In this guide, you will learn how to leverage GX to effectively handle missing data. This includes applying Expectations and making informed decisions about managing various types of missingness. By following these steps, you can ensure your datasets maintain high quality, thus enabling more accurate and reliable data-driven insights.

Prerequisite knowledge

This article assumes basic familiarity with GX components and workflows. If you're new to GX, start with the GX Overview to familiarize yourself with key concepts and setup procedures.

Data preview

The examples in this guide use a sample transaction dataset, available as a CSV file on GitHub.

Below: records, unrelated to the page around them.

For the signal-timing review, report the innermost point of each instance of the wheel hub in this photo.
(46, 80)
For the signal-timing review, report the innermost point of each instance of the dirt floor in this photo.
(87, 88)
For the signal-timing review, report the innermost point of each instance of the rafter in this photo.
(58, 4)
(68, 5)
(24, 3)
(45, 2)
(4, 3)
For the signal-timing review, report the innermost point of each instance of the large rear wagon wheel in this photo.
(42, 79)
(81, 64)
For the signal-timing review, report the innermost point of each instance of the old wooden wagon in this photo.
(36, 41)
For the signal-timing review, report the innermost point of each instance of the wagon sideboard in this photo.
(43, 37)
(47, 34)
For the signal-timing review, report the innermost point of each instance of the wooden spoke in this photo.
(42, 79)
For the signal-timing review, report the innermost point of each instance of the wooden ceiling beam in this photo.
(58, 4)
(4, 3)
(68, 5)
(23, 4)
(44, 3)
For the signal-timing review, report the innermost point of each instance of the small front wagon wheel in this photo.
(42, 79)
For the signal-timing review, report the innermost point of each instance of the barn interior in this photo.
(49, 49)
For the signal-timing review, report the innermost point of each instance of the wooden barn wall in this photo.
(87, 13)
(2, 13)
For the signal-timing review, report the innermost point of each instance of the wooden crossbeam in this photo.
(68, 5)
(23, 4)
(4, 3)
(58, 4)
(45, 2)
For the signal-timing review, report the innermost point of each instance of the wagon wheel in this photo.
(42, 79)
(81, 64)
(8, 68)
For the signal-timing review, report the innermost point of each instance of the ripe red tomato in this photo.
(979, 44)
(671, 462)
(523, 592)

typesender_account_numberrecipient_fullnametransfer_amounttransfer_dateerrors
domestic244084670977Jaxson Duke9143.402024-05-01 01:12NULL
NULL123456789012Jane Smith5000.00NULLNULL

In this dataset, you'll notice missing data in the type and transfer_date columns. The errors column, populated by a separate monitoring system, indicates issues found during data processing. A NULL value in the errors column means no errors were detected for that record.

Key missingness Expectations

GX provides missingness-focused Expectations to manage missing data in your datasets. These Expectations can be created using the GX Cloud UI or the GX Core Python library.

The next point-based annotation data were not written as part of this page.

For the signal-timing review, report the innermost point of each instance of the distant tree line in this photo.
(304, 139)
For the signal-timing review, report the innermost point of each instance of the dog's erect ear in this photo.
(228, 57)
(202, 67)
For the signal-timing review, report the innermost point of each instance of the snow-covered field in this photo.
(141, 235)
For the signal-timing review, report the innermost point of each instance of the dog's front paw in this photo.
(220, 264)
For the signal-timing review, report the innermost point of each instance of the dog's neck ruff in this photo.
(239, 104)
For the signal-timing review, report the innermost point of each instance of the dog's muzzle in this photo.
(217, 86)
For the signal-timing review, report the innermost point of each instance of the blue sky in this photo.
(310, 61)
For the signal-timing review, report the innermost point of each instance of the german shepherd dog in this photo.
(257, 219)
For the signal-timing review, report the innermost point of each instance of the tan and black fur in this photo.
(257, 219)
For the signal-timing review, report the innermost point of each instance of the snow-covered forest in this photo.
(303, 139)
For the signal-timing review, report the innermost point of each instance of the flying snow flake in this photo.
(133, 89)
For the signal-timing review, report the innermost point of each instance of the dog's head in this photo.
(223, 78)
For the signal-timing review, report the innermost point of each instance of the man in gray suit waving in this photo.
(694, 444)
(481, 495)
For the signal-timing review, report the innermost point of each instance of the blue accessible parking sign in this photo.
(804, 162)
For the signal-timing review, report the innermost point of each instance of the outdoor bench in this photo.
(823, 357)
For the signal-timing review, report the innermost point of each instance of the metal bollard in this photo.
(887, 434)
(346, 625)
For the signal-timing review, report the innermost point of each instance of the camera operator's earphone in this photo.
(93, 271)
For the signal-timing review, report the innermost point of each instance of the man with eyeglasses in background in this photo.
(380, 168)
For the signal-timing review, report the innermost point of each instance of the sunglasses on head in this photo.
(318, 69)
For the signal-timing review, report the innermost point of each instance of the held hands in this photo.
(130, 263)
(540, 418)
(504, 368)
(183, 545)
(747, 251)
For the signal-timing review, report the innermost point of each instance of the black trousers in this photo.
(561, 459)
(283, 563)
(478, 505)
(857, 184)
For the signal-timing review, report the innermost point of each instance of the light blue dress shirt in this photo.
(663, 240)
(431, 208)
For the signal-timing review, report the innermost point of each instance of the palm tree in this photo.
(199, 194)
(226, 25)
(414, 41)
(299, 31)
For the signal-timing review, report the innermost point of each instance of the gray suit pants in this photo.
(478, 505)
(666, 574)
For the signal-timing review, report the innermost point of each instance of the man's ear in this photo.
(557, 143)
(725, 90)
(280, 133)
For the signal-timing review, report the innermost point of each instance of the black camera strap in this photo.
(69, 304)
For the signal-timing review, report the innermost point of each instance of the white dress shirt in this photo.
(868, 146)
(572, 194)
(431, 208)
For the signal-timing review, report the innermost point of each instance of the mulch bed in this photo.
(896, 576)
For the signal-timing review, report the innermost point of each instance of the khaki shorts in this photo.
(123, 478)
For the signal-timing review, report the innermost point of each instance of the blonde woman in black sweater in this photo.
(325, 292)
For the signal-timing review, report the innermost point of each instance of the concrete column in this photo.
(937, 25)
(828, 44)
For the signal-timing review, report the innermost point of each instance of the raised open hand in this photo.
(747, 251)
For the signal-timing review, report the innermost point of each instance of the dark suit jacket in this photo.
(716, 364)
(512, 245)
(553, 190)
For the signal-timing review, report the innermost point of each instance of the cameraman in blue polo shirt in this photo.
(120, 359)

Expect Column Values To Be Null

Ensures that values within a column are NULL.

Use Case: Handle columns where values might be left null due to specific conditions.

Python
gxe.ExpectColumnValuesToBeNull(column="errors")
View ExpectColumnValuesToBeNull in the Expectation Gallery.

Expect Column Values To Not Be Null

Ensures that values within a specific column are not NULL.

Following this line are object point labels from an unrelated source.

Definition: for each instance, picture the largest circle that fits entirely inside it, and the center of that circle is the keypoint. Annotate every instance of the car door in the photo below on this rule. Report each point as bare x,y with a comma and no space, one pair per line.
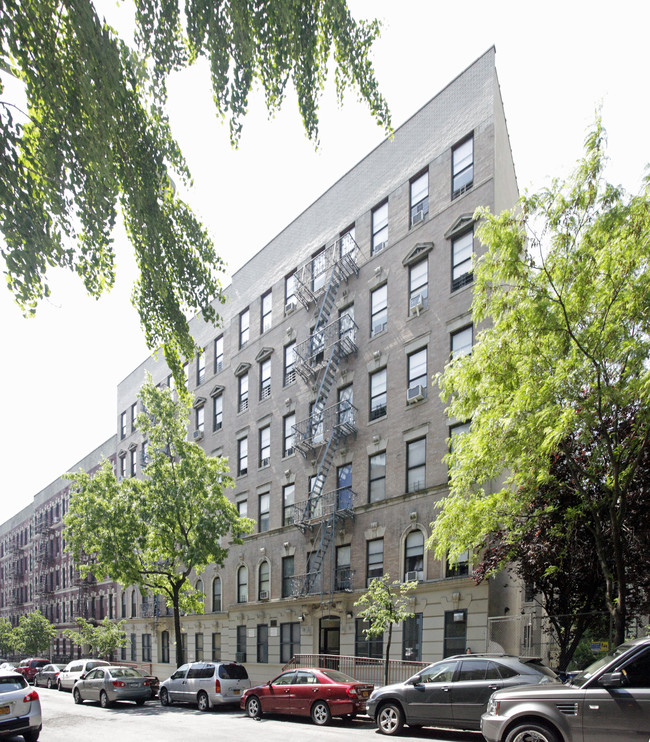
427,698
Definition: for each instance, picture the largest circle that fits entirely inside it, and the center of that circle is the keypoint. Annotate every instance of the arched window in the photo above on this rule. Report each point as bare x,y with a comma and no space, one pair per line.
414,556
263,581
216,595
242,585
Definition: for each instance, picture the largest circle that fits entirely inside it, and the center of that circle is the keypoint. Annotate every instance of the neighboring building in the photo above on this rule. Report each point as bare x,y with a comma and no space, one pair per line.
318,390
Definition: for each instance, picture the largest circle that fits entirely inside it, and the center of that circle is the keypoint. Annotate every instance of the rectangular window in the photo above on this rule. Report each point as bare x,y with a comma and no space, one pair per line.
378,394
288,504
377,477
374,559
416,465
266,307
461,260
288,434
379,228
218,354
462,167
378,310
244,327
289,363
419,198
265,379
217,412
264,506
242,456
289,640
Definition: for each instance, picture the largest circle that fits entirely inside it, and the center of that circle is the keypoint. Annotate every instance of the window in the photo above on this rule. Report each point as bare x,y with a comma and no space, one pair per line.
288,434
242,585
289,363
375,559
378,310
412,638
287,576
216,595
416,465
461,260
288,503
200,367
242,456
265,379
419,198
418,286
264,506
217,412
289,640
266,307
414,556
241,644
265,446
243,392
379,228
262,643
377,477
378,394
263,581
461,342
462,167
218,354
367,647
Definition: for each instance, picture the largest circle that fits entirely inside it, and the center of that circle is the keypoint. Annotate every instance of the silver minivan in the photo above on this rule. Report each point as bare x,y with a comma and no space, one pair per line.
206,684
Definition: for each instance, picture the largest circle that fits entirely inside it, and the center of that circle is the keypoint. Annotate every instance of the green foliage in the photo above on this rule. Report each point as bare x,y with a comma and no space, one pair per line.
102,639
563,298
95,134
154,532
34,634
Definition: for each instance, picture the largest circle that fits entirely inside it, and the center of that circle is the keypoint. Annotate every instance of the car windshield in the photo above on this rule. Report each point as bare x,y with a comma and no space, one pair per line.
582,677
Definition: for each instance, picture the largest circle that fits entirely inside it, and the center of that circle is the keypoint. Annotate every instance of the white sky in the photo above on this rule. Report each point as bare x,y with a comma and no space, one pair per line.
556,62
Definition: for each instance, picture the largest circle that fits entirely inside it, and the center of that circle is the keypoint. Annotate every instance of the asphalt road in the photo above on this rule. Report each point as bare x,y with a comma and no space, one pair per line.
63,721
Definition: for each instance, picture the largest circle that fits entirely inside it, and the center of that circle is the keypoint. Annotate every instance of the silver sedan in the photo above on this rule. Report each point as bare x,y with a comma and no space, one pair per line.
110,684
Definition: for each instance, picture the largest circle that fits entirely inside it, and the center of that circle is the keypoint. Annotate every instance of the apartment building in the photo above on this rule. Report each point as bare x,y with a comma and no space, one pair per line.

Use Case: Ensure critical columns are consistently populated.

Python
gxe.ExpectColumnValuesToNotBeNull(column="transfer_amount")
View ExpectColumnValuesToNotBeNull in the Expectation Gallery.

GX tips for missingness Expectations
  • Use the mostly argument in ExpectColumnValuesToBeNull and ExpectColumnValuesToNotBeNull to set different tolerance levels for null and non-null values. This allows you to tailor your data quality checks to different columns. For example, you might allow more null values in a customer_feedback column than in an errors column. Adjust these levels based on your data patterns and business needs to create more flexible and appropriate checks.
  • Use these Expectations to track data as it progresses through your pipeline. Apply ExpectColumnValuesToBeNull to fields expected to be empty in early stages, and ExpectColumnValuesToNotBeNull to those same fields in later stages.

Examples and scenarios

The examples given in this section provide insight into how and when to apply missingness Expectations to identify different varieties of missing data. The focus of this guidance is on the specifics of the Expectations, rather than the overall workflow, which can be implemented using either GX Cloud or GX Core.

GX Cloud provides a visual interface to create and run workflows for managing missing data. The GX Cloud workflow to handle data missingness is: create a Data Asset, define Expectations for missing values, run a Validation, and review Validation Results.

GX Core can be used to complement and extend the capabilities of GX Cloud to programmatically implement custom workflows for handling missing data.

Missing critical data

Context: Missing values can occur in critical fields due to failure in upstream data pipeline operations or errors in data entry. Proactively ensuring that critical fields are always populated prevents errors and failures in downstream uses.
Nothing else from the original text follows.